BIOLOGICAL EVALUATION

  • The plant or extract can then be evaluated by various biological methods to determine pharmacological activity, potency, and toxicity. The biological evaluation would serve better than the physical and chemical evaluation for drugs that could not be satisfactorily assayed by these last two methods. Moreover, this is an important method, the crude drugs are considered important only because of their biological effects and this evaluation would conclude the effect. These methods are considered to be less precise, more time-consuming and more expensive. Bioassays should be as simple as possible, and attempts should be made to have access to a large number of different tests so that many biological properties can be screened. The bioassay methods are of three types they are, toxic, symptomatic and tissue or organ methods. Different animals are used in toxic and symptomatic method and isolated organ or tissue is used in the third method.

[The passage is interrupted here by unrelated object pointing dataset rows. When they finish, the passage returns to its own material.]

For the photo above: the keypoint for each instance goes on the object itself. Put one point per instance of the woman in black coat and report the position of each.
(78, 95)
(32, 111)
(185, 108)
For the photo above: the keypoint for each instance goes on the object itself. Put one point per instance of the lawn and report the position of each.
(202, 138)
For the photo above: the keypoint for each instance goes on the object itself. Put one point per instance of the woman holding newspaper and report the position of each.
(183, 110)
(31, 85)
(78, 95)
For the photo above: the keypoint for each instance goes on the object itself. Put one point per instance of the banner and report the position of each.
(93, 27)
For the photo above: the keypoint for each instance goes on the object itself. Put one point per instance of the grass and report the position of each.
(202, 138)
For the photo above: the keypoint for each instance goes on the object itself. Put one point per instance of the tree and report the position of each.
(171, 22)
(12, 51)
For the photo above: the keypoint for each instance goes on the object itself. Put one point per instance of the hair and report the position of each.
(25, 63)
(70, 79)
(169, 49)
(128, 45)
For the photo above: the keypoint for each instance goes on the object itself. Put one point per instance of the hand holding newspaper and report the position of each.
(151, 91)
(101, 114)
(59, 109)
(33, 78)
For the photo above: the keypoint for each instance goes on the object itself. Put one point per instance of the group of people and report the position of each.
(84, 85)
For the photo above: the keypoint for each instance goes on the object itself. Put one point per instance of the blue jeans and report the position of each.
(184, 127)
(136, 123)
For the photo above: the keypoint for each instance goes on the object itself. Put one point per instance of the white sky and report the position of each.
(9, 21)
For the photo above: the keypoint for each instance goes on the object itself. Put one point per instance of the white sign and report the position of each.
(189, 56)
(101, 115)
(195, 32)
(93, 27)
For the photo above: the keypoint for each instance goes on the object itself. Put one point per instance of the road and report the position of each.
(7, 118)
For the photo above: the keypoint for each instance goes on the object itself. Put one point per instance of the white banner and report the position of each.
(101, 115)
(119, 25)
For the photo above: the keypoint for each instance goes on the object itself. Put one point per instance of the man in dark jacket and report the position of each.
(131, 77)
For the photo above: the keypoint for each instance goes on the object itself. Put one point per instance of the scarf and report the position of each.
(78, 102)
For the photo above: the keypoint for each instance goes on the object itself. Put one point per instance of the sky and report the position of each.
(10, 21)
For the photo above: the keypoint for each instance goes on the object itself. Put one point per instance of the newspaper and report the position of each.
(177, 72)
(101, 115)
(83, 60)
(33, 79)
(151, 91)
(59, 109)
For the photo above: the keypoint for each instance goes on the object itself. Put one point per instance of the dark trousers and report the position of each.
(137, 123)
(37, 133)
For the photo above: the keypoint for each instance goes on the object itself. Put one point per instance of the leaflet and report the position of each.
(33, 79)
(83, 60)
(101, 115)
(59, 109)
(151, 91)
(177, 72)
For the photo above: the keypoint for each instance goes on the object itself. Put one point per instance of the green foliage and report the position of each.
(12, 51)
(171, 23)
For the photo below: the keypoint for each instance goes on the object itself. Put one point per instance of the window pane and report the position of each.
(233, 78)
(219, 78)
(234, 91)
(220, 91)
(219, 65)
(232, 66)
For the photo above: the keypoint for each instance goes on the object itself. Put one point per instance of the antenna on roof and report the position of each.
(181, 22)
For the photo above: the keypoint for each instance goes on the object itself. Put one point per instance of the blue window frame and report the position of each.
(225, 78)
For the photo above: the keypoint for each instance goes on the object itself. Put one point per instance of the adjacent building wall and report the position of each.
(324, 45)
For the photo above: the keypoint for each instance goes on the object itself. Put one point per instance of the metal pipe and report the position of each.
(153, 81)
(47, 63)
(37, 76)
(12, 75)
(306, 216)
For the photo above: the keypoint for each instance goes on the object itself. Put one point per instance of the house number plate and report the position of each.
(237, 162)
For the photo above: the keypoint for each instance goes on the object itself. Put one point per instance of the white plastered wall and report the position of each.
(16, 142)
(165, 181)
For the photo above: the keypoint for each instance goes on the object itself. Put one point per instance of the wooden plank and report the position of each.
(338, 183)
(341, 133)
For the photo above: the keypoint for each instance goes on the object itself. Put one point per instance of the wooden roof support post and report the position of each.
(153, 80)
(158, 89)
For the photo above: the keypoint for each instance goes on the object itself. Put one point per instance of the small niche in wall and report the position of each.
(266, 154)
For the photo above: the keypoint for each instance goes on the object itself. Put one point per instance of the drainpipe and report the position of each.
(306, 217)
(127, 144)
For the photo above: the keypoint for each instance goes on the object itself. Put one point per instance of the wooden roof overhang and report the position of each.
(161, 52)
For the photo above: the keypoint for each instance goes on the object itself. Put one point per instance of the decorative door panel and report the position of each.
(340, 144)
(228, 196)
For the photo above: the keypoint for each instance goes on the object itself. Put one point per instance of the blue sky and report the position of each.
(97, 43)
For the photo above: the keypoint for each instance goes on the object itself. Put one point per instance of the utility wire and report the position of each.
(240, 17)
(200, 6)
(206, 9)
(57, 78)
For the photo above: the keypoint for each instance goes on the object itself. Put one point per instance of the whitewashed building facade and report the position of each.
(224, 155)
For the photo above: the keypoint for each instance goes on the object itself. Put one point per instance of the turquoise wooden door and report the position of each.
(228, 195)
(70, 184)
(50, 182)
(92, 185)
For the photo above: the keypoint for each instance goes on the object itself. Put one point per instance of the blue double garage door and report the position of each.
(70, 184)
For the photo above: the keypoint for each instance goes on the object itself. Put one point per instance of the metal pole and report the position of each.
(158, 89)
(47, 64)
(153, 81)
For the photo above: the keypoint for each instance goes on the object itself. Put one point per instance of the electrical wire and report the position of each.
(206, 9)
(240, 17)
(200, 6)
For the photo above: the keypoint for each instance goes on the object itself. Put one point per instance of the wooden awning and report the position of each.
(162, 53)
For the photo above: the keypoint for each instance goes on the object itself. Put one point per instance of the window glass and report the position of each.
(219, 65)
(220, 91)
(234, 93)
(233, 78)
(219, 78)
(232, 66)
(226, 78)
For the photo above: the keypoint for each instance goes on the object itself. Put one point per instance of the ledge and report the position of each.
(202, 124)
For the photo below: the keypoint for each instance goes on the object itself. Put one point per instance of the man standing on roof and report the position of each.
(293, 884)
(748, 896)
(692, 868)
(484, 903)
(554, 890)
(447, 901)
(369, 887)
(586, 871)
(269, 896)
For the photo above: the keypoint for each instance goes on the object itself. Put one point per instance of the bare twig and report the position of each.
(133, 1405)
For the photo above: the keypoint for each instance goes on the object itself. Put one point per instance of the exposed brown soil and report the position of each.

  • Oxytocic activity of vasopressin injection is tested on guinea pigs, and oxytocic injection is assayed on young domestic chickens by injecting into an exposed crural or brachial vein and noticing the changes in blood pressure. Pigeons are used to assay Digitalis glycosides by transfusing the drug through the alar vein to the blood stream and observing the lethal effects. Depressor activities and mydriatic effects of certain drugs are tested in cats and cat’s eye, respectively. Anthelmintic drugs are evaluated on worms.
  • The drugs that have an effect in eyes are assayed on rabbit’s eyes. Dogs are used to assay the drugs that exhibit cardiac and gastrointestinal activities. Effects of Ergot are carried out on cock’s comb or rabbit’s intestine or its uterus. Next to the animals, the studies are carried out in human beings also. In some instances, the effects that are observed from animal studies would be different when tested in humans. The tested biological activities include hepatoprotective activity, hypoglycaemic activity, antiinflammatory activity, antiulcer activity, immunomodulatory activity, etc.
  • Microbiological assays are carried out to determine the effects of drug in various microorganisms, and this is employed in the identification of antimicrobial drugs. The methods used in this type of assays are agar well-diffusion method, disc-diffusion method, and turbidimetric method. In other microbiological methods, the living bacteria yeast moulds are used for assaying vitamins.